The scene, early in the pilot, has the friends go on to complain bitterly that the lead role in Annie is being played by the understudy. When a woman asks them to refrain from swearing in front of her two kids, they refuse and begin shouting obscenities.

Billy earns his daily bread as a waiter. In one scene, he refuses to take an order until he finishes reading his tweets.

"How can you think of food when the Huffington Post just posted what George and Amal Clooney would look like as Simpsons characters?" he tells the customers.

For her part, Julie posts TV episode summaries for some blog.

"I'm funny when I write mean things about TV shows," she complains to Billy. "How come no one's hired me to write for one?"

Perhaps it's because you insult prospective employers?

Difficult People, which costars Gabourey Sidibe as Billy's insufferably rude boss and Andrea Martin as Julie's narcissistic therapist mom, doesn't really have dialog. Instead of talking, characters quote tweets about celebs or make cruel, cutting remarks about one another.

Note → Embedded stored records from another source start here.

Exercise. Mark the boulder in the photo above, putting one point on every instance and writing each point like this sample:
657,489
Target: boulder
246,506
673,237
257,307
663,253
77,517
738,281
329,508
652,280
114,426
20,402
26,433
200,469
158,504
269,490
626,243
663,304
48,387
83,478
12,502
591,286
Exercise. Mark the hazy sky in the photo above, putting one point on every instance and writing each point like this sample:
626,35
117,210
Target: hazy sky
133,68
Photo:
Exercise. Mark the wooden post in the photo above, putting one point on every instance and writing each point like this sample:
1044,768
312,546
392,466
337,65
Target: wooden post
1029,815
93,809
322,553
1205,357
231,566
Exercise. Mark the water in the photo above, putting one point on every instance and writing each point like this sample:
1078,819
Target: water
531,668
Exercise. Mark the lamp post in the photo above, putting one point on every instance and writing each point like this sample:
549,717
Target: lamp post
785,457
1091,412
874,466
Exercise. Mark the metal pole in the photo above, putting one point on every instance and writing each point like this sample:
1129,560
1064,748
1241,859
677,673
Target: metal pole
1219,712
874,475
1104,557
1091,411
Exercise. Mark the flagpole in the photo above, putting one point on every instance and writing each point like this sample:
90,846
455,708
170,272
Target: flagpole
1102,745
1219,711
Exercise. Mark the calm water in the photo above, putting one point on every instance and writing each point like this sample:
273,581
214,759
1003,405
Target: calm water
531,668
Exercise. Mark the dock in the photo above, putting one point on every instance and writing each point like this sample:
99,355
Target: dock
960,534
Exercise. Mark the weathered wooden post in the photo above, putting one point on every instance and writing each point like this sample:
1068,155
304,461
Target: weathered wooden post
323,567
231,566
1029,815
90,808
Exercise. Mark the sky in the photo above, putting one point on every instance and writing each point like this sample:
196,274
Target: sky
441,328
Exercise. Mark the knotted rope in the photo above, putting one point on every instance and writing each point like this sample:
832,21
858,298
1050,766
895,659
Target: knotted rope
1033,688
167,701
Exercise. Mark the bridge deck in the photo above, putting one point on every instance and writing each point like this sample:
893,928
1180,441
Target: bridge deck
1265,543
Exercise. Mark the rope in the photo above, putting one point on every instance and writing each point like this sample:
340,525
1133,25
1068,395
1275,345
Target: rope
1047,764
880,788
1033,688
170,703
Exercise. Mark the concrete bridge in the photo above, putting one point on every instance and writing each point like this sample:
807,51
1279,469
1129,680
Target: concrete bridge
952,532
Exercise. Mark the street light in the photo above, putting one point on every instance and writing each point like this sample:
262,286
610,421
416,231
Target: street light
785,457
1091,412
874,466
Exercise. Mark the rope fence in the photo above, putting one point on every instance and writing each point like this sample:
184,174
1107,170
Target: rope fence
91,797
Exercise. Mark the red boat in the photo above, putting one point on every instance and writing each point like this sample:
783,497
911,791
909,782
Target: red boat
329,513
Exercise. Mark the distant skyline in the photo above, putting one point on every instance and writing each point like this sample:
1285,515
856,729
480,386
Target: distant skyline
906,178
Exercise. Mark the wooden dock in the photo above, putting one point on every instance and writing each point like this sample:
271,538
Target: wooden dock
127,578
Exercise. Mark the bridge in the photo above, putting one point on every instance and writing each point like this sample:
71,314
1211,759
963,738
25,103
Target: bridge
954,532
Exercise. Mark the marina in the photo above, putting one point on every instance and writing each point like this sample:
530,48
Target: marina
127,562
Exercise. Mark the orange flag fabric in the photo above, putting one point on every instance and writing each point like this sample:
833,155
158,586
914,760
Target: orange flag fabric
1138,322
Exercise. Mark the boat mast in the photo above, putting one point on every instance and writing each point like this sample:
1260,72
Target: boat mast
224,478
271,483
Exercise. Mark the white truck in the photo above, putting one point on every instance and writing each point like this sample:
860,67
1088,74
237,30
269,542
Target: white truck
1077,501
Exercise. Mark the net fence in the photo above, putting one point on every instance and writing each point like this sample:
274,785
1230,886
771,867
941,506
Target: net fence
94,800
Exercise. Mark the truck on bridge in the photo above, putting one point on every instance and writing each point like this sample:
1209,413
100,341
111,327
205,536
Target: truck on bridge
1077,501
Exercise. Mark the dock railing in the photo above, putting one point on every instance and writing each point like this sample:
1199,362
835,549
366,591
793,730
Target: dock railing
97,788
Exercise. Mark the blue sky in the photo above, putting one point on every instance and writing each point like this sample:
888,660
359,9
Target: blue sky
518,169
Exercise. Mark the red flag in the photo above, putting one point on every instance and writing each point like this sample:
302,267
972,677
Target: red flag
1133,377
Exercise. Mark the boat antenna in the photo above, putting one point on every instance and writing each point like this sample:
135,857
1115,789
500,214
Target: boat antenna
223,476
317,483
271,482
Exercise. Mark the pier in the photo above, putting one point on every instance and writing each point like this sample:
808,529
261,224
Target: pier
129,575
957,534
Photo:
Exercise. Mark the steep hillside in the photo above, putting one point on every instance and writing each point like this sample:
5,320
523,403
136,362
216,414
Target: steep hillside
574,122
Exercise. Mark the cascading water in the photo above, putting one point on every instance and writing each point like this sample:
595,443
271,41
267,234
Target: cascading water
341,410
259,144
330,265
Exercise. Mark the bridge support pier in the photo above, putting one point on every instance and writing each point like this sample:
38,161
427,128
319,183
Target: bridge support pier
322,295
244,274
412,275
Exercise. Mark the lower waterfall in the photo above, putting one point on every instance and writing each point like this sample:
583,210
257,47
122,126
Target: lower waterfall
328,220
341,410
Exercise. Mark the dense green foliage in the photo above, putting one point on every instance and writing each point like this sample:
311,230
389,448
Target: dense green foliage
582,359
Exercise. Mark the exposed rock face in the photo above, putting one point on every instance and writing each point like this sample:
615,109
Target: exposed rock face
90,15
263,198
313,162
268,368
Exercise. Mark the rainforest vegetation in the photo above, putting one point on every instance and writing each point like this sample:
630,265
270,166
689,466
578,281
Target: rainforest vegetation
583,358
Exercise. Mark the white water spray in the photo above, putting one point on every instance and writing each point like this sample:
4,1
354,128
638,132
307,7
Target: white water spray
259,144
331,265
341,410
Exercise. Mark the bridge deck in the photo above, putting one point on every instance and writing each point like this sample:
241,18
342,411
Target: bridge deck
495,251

Billy and Julie, whose careers seem to be going nowhere, are both in their mid-30s, a point in their careers when despair has begun to replace hope. Perhaps that's supposed to explain why they are so insufferable.

There's so very little to enjoy in Difficult People, it's a surprise to learn it was exec-produced by two greats, Amy Poehler (Parks & Recreation) and Dave Becky (Louie).

The series is thoroughly derivative and utterly parasitic on the most ephemeral, shallow aspects of the culture. And to add insult to injury, it treats the very culture it feeds upon for material with utter contempt.

If Seinfeld was a show about nothing, Difficult People is a show about perpetually bored, unlikable people who comment on tweets about shows that are about nothing.

It is an utterly empty exercise in futility.